Grand’mère : Non, chère petite. Les petites fortunes donnent plus que les grandes ; mais généralement on donne très peu, trop peu en proportion de ce que l'un a.
Élisabeth : Et quelle est la proportion dans laquelle on doit donner, Grand’mère ?
Grand’mère : C'est assez difficile à déterminer, chère petite ; pourtant il y avait jadis une règle établie ou plutôt conseillée par l'Église, qui était de donner pour les choses de bienfaisance, le dixième de son revenu ; on ne l'observe plus maintenant ; dans les temps anciens, tout le monde y obéissait. Au temps actuel, il y a des familles qui vivent de leur travail et qui ne pourraient pas donner le dixième de leur revenu. Tu penses qu'un ouvrier qui gagne six ou huit cents francs par an, et qui a une femme et des enfants à nourrir, ne peut pas prendre là-dessus soixante à quatre-vingts francs, sous peine de manquer de pain ou de vêtements ; il donnera beaucoup en donnant dix francs ; tandis que l'homme qui a quatre-vingt mille francs de revenu ne donne pas assez en en donnant huit mille, et celui qui a quatre ou cinq cent mille francs de revenu ne donne pas assez en donnant cent mille francs.
Mais pour en revenir à saint Paul, lui et les Chrétiens pauvres vivaient de ce que leur donnaient les riches. Dans ce temps de véritable fraternité, les pauvres ne craignaient pas d'être repoussés ; les riches venaient au-devant de leurs besoins ; ils envoyaient à la recherche des nécessiteux, et ils ne se contentaient pas de leur envoyer une aumône, ils continuaient à les secourir sans jamais se lasser. Au reste, les pauvres comme saint Paul n'abusaient pas de la générosité de leurs frères ; ils vivaient de très peu et ils étaient pauvrement vêtus.
Saint Paul était, comme nous l'avons vu, logé dans une maison qui est maintenant une église souterraine. Il y resta deux ans. Au bout de ce temps on lui rendit la liberté ; il en profita pour faire de nouveaux voyages et fonder de nouvelles Églises. Plusieurs auteurs anciens, entre autres Saint Jean Chrysostome, croient qu'il a été en Espagne, comme il en avait témoigné le désir, et enfin en France, où il fonda, croit-on, les Églises d'Arles, d'Avignon, de Vienne et de Narbonne.
Valentine : Comment ! Il a été à Vienne ? Mais ce n'est pas en France.
Grand’mère : Vienne, capitale de l'Autriche, n'est pas en France, mais Vienne en Dauphiné est dans le midi de la France et pas éloigné de ces autres Églises établies par saint Paul.
Il resta absent pendant huit ans, après lesquels il revint à Rome où régnait le cruel Néron.

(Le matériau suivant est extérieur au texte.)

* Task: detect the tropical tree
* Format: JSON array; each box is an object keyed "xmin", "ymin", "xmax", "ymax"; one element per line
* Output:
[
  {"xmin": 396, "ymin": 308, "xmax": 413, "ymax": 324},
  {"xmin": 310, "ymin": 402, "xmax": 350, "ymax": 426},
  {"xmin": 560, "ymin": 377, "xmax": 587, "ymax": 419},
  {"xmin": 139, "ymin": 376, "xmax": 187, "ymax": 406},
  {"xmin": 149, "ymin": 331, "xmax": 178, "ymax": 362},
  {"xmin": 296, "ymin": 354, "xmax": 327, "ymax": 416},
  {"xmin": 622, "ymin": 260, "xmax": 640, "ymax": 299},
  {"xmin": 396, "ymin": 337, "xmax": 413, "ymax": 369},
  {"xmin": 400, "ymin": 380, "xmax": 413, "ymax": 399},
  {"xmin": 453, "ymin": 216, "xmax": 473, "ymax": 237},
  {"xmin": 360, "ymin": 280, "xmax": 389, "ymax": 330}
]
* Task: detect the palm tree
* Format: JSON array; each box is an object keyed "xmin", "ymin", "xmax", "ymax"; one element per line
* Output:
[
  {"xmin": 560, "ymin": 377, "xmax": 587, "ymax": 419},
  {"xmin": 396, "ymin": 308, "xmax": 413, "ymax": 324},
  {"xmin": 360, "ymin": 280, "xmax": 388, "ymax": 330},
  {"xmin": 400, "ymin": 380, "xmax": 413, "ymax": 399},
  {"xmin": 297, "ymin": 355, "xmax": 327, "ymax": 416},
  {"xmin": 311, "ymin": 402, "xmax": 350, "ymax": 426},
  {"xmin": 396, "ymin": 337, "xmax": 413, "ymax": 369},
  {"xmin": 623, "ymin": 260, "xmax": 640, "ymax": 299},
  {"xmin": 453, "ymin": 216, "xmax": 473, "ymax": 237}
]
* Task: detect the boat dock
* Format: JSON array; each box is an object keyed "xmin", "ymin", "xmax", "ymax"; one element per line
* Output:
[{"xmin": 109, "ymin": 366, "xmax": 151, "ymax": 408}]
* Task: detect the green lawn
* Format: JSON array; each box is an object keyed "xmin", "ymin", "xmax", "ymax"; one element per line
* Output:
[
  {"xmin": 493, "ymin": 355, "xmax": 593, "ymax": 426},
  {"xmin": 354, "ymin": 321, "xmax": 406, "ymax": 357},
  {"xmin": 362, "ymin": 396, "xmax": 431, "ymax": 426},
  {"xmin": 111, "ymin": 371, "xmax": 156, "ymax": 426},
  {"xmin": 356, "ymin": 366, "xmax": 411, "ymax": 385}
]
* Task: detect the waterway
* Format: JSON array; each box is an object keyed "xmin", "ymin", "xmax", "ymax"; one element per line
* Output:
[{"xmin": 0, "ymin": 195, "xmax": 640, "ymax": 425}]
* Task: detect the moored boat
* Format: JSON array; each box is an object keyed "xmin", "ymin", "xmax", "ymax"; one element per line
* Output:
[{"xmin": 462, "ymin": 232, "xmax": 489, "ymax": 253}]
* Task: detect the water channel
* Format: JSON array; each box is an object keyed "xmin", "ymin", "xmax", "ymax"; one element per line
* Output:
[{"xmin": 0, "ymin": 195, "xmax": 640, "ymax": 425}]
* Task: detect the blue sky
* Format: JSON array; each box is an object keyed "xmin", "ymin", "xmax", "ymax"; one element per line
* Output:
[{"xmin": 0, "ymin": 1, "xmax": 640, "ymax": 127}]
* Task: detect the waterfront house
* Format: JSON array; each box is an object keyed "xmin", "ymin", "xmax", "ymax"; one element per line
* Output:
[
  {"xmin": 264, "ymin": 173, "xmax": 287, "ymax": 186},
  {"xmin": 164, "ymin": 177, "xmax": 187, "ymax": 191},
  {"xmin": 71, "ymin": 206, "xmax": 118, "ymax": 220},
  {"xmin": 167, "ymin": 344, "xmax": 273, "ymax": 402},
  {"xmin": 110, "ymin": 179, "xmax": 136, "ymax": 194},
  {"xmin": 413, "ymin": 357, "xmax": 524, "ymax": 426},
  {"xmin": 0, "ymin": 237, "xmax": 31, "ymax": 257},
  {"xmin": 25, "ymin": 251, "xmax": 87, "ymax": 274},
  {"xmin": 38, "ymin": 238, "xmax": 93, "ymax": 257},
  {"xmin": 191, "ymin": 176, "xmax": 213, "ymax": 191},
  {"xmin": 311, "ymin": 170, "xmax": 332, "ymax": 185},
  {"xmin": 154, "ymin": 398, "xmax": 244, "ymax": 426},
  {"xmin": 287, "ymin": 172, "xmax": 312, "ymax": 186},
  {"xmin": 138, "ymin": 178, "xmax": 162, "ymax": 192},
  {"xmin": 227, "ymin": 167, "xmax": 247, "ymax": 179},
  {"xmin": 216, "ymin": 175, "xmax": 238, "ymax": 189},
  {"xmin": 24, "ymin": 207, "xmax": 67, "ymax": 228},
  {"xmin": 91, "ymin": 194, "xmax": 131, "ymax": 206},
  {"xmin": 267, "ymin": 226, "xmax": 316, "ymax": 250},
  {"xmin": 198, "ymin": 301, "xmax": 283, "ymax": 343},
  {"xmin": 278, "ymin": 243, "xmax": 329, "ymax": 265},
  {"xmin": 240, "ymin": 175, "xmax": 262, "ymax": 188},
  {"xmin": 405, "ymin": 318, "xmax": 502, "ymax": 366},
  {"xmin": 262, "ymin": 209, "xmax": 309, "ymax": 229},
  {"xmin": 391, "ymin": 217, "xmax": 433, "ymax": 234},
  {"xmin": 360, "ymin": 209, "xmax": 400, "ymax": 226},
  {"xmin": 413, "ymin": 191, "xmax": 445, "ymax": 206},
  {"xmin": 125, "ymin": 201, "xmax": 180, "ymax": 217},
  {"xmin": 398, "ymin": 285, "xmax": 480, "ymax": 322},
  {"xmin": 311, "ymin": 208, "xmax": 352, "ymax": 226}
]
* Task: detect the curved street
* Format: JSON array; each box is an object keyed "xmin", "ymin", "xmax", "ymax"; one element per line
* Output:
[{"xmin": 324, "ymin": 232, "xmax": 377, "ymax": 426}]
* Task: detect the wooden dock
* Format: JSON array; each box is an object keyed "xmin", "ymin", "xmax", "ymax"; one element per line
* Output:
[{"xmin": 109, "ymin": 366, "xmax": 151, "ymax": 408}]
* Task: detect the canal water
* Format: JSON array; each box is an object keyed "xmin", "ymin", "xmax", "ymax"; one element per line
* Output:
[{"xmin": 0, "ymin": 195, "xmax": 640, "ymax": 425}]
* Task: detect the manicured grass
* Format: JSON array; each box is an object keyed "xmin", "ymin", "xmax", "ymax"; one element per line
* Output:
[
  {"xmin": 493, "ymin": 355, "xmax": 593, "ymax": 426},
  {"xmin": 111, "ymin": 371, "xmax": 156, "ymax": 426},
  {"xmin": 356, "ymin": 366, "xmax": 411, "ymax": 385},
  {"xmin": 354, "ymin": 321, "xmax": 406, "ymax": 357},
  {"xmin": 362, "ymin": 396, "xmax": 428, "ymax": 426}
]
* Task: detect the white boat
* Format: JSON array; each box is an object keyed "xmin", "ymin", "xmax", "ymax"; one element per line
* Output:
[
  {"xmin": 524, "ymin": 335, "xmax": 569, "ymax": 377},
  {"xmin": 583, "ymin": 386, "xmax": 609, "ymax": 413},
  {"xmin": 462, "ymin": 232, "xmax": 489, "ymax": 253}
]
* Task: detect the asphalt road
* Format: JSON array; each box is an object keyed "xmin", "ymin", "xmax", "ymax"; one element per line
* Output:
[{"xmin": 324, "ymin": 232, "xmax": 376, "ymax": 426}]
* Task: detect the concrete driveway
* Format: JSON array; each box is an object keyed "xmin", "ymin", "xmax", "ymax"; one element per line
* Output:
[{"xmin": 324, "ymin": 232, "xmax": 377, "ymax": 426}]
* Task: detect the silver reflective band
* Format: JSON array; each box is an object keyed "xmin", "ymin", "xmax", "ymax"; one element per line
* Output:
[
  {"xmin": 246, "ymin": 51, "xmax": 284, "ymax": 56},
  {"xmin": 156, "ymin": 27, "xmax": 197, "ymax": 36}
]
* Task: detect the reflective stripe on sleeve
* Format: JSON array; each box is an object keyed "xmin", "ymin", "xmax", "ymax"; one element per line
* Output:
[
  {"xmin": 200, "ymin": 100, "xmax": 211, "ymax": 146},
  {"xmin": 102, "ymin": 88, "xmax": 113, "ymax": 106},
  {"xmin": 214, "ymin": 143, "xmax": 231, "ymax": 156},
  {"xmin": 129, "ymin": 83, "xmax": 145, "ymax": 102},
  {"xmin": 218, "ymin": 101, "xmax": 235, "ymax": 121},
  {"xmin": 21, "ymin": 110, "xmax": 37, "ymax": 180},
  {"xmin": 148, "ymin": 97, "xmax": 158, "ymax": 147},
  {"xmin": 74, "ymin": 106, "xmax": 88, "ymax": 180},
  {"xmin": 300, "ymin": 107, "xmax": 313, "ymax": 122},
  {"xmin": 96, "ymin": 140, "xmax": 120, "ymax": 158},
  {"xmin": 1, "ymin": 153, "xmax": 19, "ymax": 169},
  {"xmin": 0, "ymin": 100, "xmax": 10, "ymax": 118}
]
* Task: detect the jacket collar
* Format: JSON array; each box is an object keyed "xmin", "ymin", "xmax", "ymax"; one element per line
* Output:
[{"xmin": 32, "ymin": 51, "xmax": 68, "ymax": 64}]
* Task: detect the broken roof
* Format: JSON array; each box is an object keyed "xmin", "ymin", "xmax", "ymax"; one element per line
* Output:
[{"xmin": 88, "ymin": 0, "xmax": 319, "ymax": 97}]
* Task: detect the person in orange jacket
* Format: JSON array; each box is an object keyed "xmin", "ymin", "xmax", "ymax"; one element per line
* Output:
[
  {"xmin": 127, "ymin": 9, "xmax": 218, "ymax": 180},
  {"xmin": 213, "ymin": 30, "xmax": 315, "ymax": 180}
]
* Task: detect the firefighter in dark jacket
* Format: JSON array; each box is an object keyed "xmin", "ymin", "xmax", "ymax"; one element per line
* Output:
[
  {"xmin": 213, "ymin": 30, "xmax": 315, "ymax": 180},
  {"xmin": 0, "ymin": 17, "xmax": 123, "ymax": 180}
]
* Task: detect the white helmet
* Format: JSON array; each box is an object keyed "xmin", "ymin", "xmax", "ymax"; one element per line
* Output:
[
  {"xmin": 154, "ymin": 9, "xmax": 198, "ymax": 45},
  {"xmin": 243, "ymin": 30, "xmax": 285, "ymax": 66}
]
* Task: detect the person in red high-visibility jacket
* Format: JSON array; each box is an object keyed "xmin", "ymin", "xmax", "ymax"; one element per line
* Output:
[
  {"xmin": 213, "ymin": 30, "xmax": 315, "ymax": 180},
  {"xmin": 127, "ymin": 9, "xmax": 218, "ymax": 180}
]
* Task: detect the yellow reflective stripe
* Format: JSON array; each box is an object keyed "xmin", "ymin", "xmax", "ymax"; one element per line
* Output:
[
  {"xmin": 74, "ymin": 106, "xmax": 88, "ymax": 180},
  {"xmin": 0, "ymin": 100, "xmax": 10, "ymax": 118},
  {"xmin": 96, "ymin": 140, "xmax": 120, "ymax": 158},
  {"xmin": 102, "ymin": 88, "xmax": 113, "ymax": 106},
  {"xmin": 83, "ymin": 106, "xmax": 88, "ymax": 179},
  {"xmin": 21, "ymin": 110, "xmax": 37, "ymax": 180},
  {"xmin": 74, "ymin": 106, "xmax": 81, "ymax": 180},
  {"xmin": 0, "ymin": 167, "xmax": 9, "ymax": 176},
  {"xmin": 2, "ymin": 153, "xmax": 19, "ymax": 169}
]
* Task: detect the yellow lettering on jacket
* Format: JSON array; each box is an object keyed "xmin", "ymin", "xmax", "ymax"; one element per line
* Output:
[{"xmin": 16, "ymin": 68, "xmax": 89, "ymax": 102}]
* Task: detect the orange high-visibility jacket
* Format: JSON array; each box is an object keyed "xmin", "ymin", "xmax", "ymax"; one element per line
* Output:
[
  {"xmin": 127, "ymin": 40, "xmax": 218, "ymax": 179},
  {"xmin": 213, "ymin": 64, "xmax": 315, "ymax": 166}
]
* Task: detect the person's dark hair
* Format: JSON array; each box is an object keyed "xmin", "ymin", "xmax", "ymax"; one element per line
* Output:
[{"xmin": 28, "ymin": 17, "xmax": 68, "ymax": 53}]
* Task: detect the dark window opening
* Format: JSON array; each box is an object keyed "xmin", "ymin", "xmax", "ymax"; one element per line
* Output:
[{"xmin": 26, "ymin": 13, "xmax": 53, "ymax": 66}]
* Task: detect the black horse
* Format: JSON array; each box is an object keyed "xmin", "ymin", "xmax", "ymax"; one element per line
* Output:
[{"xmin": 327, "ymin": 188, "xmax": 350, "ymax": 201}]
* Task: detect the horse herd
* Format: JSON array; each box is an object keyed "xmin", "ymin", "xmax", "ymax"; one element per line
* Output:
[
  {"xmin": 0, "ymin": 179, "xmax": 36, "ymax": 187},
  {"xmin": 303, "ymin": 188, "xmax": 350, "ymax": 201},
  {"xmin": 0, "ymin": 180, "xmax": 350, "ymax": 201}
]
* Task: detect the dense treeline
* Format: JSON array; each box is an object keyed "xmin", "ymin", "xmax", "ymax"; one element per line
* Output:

Saint Paul réussit à convertir plusieurs personnes d'un rang élevé ; ce fut alors que Néron le fit saisir et jeter dans la prison Mamertine où était déjà saint Pierre. Ils en furent retirés ensemble le vingt-neuf juin pour être exécutés, selon la condamnation que venait de prononcer Néron au retour de son voyage à Antioche.
Les soldats emmenèrent les Apôtres, mais quand le peuple vit qu'on les menait au supplice, il se fit un grand tumulte et on se mit à crier qu'il n'y avait que trop de sang chrétien répandu déjà. Les soldats, forcés de ramener leurs prisonniers, firent comparaître saint Paul devant Néron. Celui-ci, furieux de le voir encore vivant, s'écria :
« Qu'on enlève, qu'on fasse disparaître de la terre ce malfaiteur ! C'est lui qui sème le trouble partout. Qu'on lui tranche la tête ! Il est indigne de vivre. »
Paul répondit : « Néron, mon supplice sera court ; mais je vivrai éternellement avec mon Dieu, Jésus-Christ, qui viendra juger le monde. »
Néron, plus furieux encore, dit à ses officiers : « Hâtez-vous de lui trancher la tête, et lui qui croit avoir une vie éternelle, qu'il comprenne que c'est moi qui suis le maître invincible, moi qui l'ai chargé de chaînes et qui triomphe aujourd'hui par sa mort. »
Paul reprit : « Afin que tu saches, ô César, qu'après que ma tête sera tombée sous le fer, je vivrai éternellement pour mon invincible Maître, et que toi, qui te crois vainqueur, tu n'es réellement que le vaincu, je t'apparaîtrai vivant après mon supplice, et tu pourras connaître que la vie et la mort dépendent de Jésus-Christ mon Seigneur. Car à lui appartient tout pouvoir et lui seul est le Roi invincible pour l'éternité. »
Après ces paroles, saint Paul fut emmené et réuni à saint Pierre pour marcher avec lui au supplice. En route, les officiers de Néron, qui s'appelaient Longin, Mégiste et Areste, interrogèrent Paul sur le Roi dont il parlait. Saint Paul leur parla avec tant de force et d'éloquence, que leurs cœurs furent touchés ; ils crurent en Jésus-Christ et ils supplièrent Paul de les recevoir comme chrétiens, pour échapper aux flammes de l'enfer et partager sa gloire.
« Père, nous te rendrons à la liberté, dirent-ils, et nous t'obéirons et te suivrons partout jusqu'à la mort.
- Mes frères, répondit Paul, je ne suis pas un déserteur de l'armée de mon Seigneur Jésus-Christ, mais un soldat soumis à ses lois. S'il ne s'agissait que de mourir sans arriver par la mort à la vie et à la gloire éternelles, j'accepterais votre offre de me rendre à la liberté ; mais, après tous les travaux que j'ai soufferts avec joie, il me reste à recevoir la couronne de la victoire, des mains de celui à qui j'ai donné ma foi. J'ai l'assurance que je vais à lui et que je viendrai avec lui lorsqu'il apparaîtra dans la gloire et la splendeur du Père et des Anges, pour juger te monde. C'est pourquoi je méprise la mort, et je ne puis écouter le conseil que vous me donnez de fuir. »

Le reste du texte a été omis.